CNN is defending its job in vetting questions for last night's debate, reports Politico's Kenneth Vogel:
The retired general who quizzed Republican presidential candidates about gays and lesbians in the military was not the only person linked to a Democratic presidential candidate who got to ask a question at Wednesday’s CNN/YouTube debate.
CNN also aired questions from supporters of Democratic candidates John Edwards and Barack Obama.
And that’s fine by the network, which is standing by its question selection process and lashing out at critics who say the debate demonstrated CNN’s liberal bias.
“We’re focused on the questions, not the questioners,” said Sam Feist, CNN’s political director.
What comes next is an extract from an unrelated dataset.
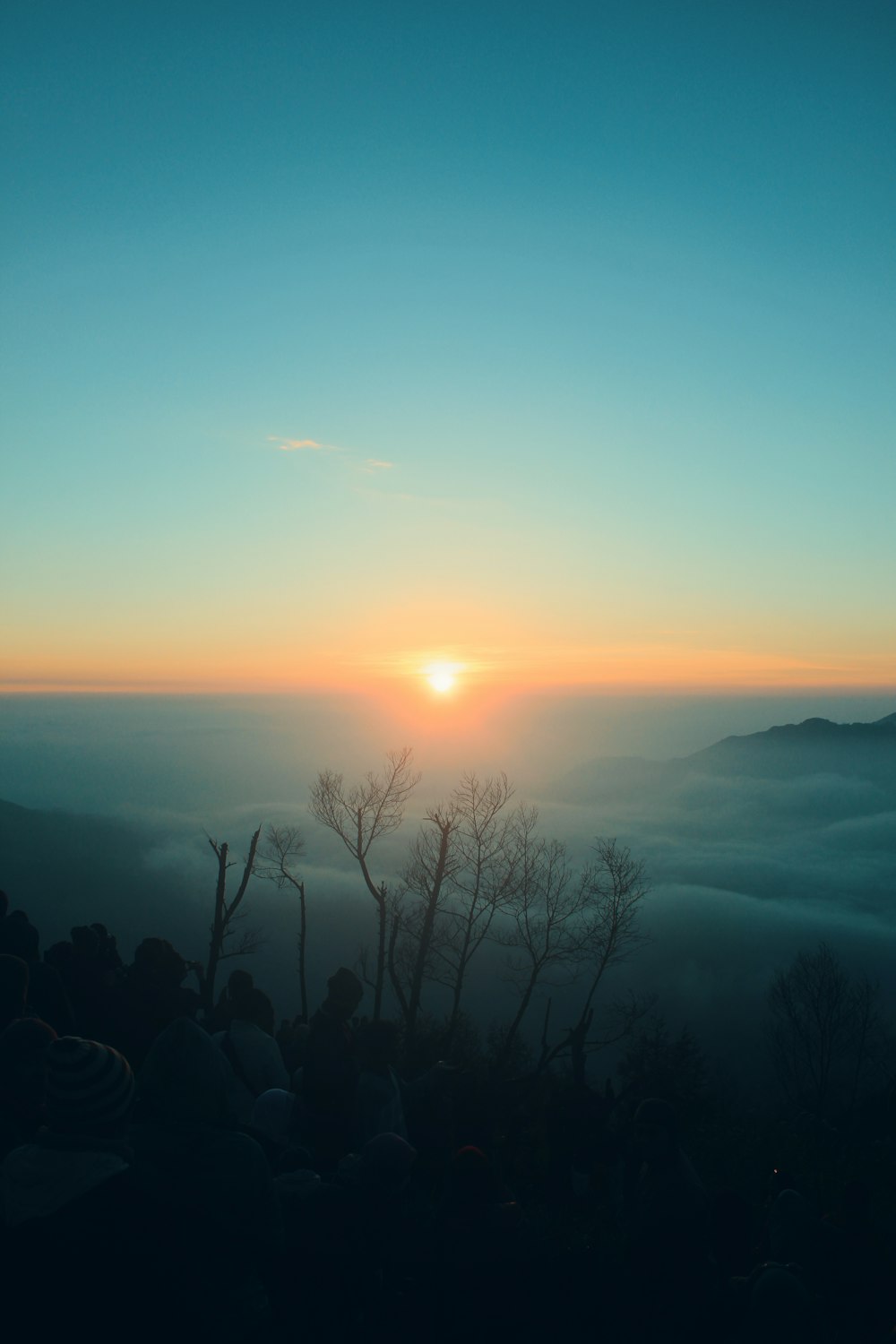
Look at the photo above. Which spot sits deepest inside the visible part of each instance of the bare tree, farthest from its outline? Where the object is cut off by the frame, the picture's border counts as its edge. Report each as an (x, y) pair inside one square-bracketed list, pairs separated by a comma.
[(461, 871), (360, 814), (282, 847), (614, 886), (546, 933), (228, 916), (825, 1031)]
There might be something to that approach. As our own Brad Wilmouth reported, the questions largely pressed the Republican field from the right.:
Wednesday night's CNN/YouTube presidential debate for the Republican candidates largely lived up to its promise to be a debate fitting for Republican voters as the vast majority of the questions used were asked from a conservative point of view. But the GOP debate's slant toward conservative questions was less than the July 23 CNN/YouTube Democratic debate's slant toward liberal questions. On Wednesday, out of a total of 34 video questions presented, conservative questions outnumbered liberal questions by 14 to 8, with the remaining questions ideologically ambiguous or neutral. During the Democratic debate, out of a total of 38 video questions, the slant toward liberal questions came in at 17 liberal to 6 conservative, with the remainder ambiguous or neutral.
Of course, CNN gets a huge demerit for giving Clinton backer Keith Kerr a live platform to press the candidates on a liberal agenda item, and the network can and should feel the heat from conservatives for that.
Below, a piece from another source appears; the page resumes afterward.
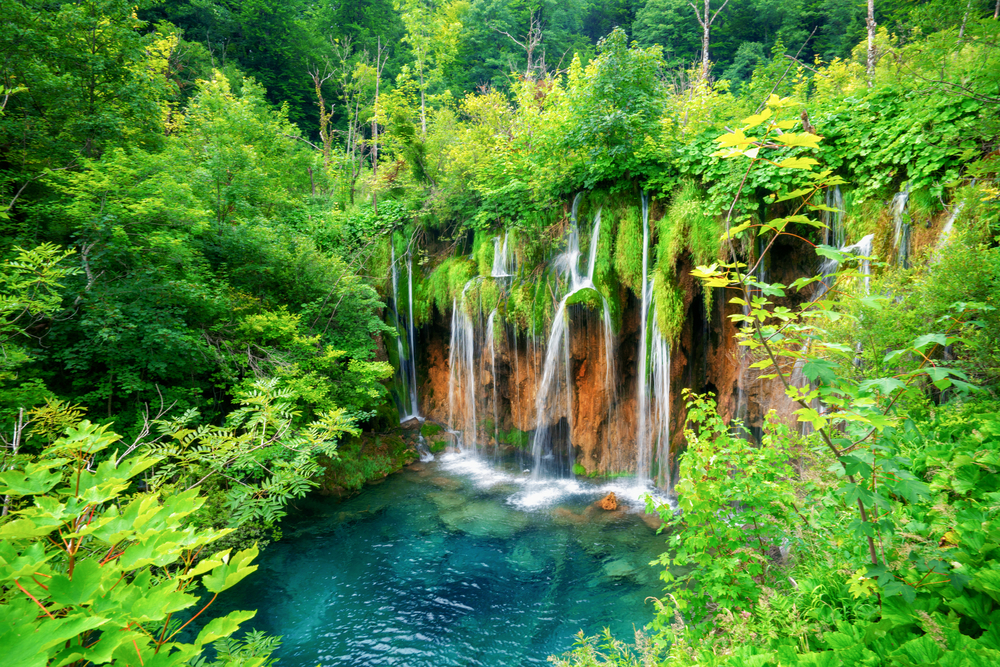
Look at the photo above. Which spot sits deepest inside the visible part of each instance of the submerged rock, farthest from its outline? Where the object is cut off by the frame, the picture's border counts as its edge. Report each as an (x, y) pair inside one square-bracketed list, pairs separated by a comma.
[(609, 502), (619, 568), (484, 519)]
And yes, it is notable that a number of the selected questioners are NOT undecided Republicans but liberal voters already committed to Democratic primary candidates (see Malkin).
But that having been said, other bloggers, such as Gabriel Malor at Ace of Spades, caution that conservatives should not blow the YouTube debate's shortcomings out of proportion and overextend the biased MSM storyline:
The worst part about the outraged protestations I’ve read is that they rely on a series of ever more outlandish assumptions. With the exception of the general, none of the questioners were inappropriate and none of them were “plants.” Michelle Malkin spent the day updating her lead story about the questioners who have been discovered to be supporting Democratic candidates. The only way her outrage works is if we make a wild assumption: the questioners were supposed to be conservative or Republican.
It’s silly to pretend that we thought the questioners would all be Republicans. The YouTube submission contest noted that it would take questions from all comers. The candidates at both this debate and the Democratic one in August understood that they would face questions from people of all political affiliations. You’ll note that if this debate had been moderated by CNN anchors like Wolf Blitzer or Anderson Cooper, such an understanding would have been patent.
Have you noticed what’s missing from Michelle Malkin’s front page? There is no discussion of the content of the questions posed by the so-called plants. At all. The John Edwards-supporting abortion questioner? That was a good question about how criminal penalties will be assigned (woman or doctor or both) if abortion is criminalized. Fred Thompson had a great answer, but I bet you didn’t read about it in the Right blogosphere today. The same goes for the questions posed by the union activist, the Barack Obama supporter, the Dick Durbin fellow, the Bill Richardson supporter, etc.
This debate was a great success both for our candidates in general, and for a few specific candidates in particular (Mike Huckabee, damn your eyes). And we’re blowing it on a silly tantrum that doesn’t even make sense. Welcome to the era of perpetual outrage and victimhood at the hands of the “MSM.”
So what say you? Is Malor right in his criticism, or is he downplaying CNN's responsibility to find genuinely conservative, Republican questioners for the GOP debate, even if many of the questions were worded neutrally?